Hacker News new | ask | show | jobs
by simpleintheory 561 days ago
I think the most interesting part is that the article says that Waymo's handing its operations to Moove. It seems like Waymo's trying to become a software provider while having other companies handle the capital-intensive parts.
7 comments

> having other companies handle the capital-intensive parts.

Waymo definitely wants to outsource the areas where they don't have special expertise (i.e. Waymo is 100x better at driving, but not 100x better at washing and vacuuming cars). I'm not sure how capital-intensive regional operations are. The vehicles are definitely the largest capital expense. This is more like an AirBnB property owner hiring a cleaning service.

Also, contracting out the menial labor makes Waymo's labor practices look much better. They can tell their engineers that all employees make a living wage and get excellent health insurance.

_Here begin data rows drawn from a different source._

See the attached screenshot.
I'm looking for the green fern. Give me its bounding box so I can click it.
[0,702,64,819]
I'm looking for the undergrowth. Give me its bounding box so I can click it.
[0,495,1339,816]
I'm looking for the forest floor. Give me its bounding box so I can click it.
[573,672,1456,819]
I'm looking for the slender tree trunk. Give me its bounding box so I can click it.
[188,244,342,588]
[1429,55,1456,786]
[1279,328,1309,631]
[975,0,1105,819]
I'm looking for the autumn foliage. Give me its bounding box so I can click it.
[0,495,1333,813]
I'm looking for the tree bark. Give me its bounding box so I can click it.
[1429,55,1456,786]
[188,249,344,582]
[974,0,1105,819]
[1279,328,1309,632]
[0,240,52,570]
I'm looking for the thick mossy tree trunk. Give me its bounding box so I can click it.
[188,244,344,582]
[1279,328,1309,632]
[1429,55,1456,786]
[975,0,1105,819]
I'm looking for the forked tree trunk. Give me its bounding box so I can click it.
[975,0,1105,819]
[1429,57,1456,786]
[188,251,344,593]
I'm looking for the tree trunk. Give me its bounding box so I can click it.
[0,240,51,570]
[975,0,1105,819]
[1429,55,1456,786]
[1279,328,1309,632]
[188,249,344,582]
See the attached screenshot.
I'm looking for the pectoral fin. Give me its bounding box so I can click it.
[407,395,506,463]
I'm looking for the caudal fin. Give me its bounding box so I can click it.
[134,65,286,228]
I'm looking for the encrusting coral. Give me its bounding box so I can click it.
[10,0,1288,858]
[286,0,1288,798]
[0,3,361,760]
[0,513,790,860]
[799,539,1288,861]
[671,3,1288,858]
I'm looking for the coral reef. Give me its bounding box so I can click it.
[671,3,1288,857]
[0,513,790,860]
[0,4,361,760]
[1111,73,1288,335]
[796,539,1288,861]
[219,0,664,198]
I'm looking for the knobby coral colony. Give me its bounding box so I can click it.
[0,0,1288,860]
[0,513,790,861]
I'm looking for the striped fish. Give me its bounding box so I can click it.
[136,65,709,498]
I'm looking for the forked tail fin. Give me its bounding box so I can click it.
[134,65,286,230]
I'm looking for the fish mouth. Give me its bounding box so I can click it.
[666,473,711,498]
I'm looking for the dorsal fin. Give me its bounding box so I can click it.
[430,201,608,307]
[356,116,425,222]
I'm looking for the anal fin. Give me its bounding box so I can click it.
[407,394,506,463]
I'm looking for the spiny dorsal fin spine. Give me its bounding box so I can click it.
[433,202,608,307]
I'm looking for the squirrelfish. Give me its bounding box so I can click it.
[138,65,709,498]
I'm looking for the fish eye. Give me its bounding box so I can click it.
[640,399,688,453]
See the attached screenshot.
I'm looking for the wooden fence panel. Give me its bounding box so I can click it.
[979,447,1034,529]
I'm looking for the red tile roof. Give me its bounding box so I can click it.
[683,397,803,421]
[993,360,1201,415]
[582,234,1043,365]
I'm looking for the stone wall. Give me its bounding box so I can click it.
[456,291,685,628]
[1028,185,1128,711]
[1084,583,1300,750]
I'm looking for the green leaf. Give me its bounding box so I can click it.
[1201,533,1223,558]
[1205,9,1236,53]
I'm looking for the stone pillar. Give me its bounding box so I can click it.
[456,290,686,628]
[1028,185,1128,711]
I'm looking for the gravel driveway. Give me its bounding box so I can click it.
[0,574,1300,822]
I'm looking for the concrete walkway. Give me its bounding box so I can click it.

When the actual labor is done by part-timers with no health insurance making not much over minimum wage.

The pivot has already happened. They’re handing over Austin and Atlanta to Uber, and now Phoenix and Miami to Moove. The only places they will continue to own operations for at least the next year are SF and LA.
Pivot to what exactly?
To owning just the self driving stack and not the physical operations of running a robotaxi service.
Capital-intensive, or labour-intensive? If I were a provider of 'special smart sauce' that goes on a common piece of equipment, I'd be trying to focus on making it so I could provide the sauce rather than dealing with all the real-world issues that come with all the real-world people using the saucy equipment.
Depends.

Chick-fil-A grew into a pretty big business by vertically integrating outside of just selling sandwiches to Waffle House.

So sometimes it's worth owning sauce distribution too. ;)

Seems smart. They'll continue to have all the leverage since they own the tech and will offload all the operational risk
Compared to software, hardware sucks.

Mother nature OS is by far the worst to develop for.

It does not suck! Hardware just barely works.

I design motherboards for industrial computers for living. Last gem: radio module draws 5 amps while transmitting instead of specified 2 amps. Trust nobody!

This makes sense. If they don't outsource, they need to run millions of cars. This will cost Alphabet hundreds of billions capex, which is not cheap even for them. This is not just the money problem, but also has significant implications on their speed of business expansion. Let's say Google decides to pour tens of billions every year on Waymo, it will takes tens of years to expand into all of the major US cities. They probably don't want to give the competitors that much time.
This seems much more scaleable. Car share services (eg. Evo in Vancouver) seem like good partners as they already have the fleet management services and a recognizable (and hopefully trusted) brand.

I'm not sure about other car share services work, but in the case of Evo they have existing relationships with the cities that make up Metro Vancouver. I wonder if this would ease rollout as you'd already know all the required people to talk to within municipal government?

B.C. in particular went out of their way to ban autonomous vehicles a few years back, so I'm sure waymo's in no rush to talk to local partners there.
That is very unfortunate. I'm confused why they wouldn't want to get involved in trials and investigate all the benefits. Do you know the rationale behind the decision?
Ugh, don’t remind me of the lost decade or so during which the local taxi lobby captured the regulators and prevented the entry of Uber. It wasn’t until the provincial government was about to be blown away anyhow that they cashed in their chips in a few ridings where the majority of cab owners live…

I have no doubt that BC may be a nice place to live for a variety of reasons, but it will be the last place to have autonomous vehicles.